I’m trying to create clothes for my Metahuman character by converting the static mesh to a skeletal mesh and then weight transfering from the Metahuman body to the skeletal mesh. It all works, except that for some reason it’s shrinking the size of the skeleton (*Correction, it’s changing the bone transforms, not simply shrinking them) while leaving the mesh the same size. If that sounds difficult to parse, you’re with me…
Here’s a video to show what the heck is going on:
Somehow even though both skeletal meshes are using the same skeleton, the shirt’s skeleton is different. You can even see the angle of the shoulders is more shallow, the hips are in different places etc. Based on these differences, they are clearly using two distinct skeltons, and yet they’re not.
I just discovered that if you change the preview asset on the source mesh to the shirt, then when I drag it into the scene, it now matches the shirt’s bone transforms. What is going on here? According to my Metahuman, this is its source skeleton, yet it’s using the Female Medium skeleton even though it’s a male Metahuman. Is there a way to change this when assembling your Metahuman?

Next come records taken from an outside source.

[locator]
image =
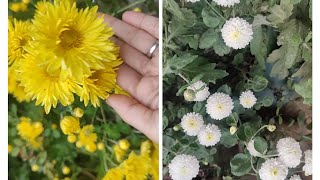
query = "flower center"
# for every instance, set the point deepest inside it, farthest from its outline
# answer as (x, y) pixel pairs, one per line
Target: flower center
(274, 172)
(235, 35)
(70, 39)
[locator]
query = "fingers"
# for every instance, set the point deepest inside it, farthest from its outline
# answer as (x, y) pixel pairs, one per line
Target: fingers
(128, 79)
(136, 37)
(137, 60)
(135, 114)
(142, 21)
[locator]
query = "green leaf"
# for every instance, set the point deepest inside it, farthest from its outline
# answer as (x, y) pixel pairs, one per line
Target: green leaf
(174, 64)
(209, 17)
(259, 83)
(227, 139)
(240, 164)
(280, 13)
(260, 144)
(208, 38)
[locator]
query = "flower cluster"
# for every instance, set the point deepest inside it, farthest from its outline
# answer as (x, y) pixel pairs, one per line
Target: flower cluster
(72, 56)
(30, 131)
(137, 166)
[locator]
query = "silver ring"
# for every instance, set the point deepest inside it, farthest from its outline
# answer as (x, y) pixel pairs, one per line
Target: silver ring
(152, 49)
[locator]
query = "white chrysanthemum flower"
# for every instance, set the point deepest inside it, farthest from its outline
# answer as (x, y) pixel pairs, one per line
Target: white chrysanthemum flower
(219, 106)
(247, 99)
(209, 135)
(289, 152)
(227, 3)
(201, 90)
(295, 177)
(193, 1)
(307, 168)
(237, 33)
(192, 123)
(253, 150)
(273, 169)
(183, 167)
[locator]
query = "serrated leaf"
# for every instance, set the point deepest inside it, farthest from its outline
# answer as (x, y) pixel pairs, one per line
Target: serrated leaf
(280, 13)
(240, 164)
(209, 18)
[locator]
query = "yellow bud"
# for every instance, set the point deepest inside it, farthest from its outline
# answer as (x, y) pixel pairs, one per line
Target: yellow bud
(100, 146)
(124, 144)
(72, 138)
(271, 128)
(92, 147)
(233, 129)
(137, 9)
(10, 148)
(65, 170)
(35, 168)
(26, 1)
(79, 144)
(53, 126)
(77, 112)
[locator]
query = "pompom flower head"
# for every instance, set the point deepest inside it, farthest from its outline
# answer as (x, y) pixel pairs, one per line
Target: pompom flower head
(247, 99)
(295, 177)
(201, 90)
(183, 167)
(209, 135)
(252, 150)
(192, 123)
(79, 38)
(227, 3)
(273, 169)
(307, 168)
(219, 106)
(237, 33)
(289, 152)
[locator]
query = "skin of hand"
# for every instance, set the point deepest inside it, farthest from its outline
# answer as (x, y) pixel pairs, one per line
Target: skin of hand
(138, 75)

Okay, well, I submitted this as a bug, but I have also found the workaround. When converting your static mesh into a skeletal mesh, don’t choose “Use Existing Skeleton”, but instead choose “Use Existing Skeletal Mesh”. Clearly when a Metahuman is assembled or rigged, it changes the transforms of the underlying skeleton without changing the skeleton’s hirearchy, so Unreal sees them as the same even when they’re not. On further thought, that’s probably intentional, and not a bug.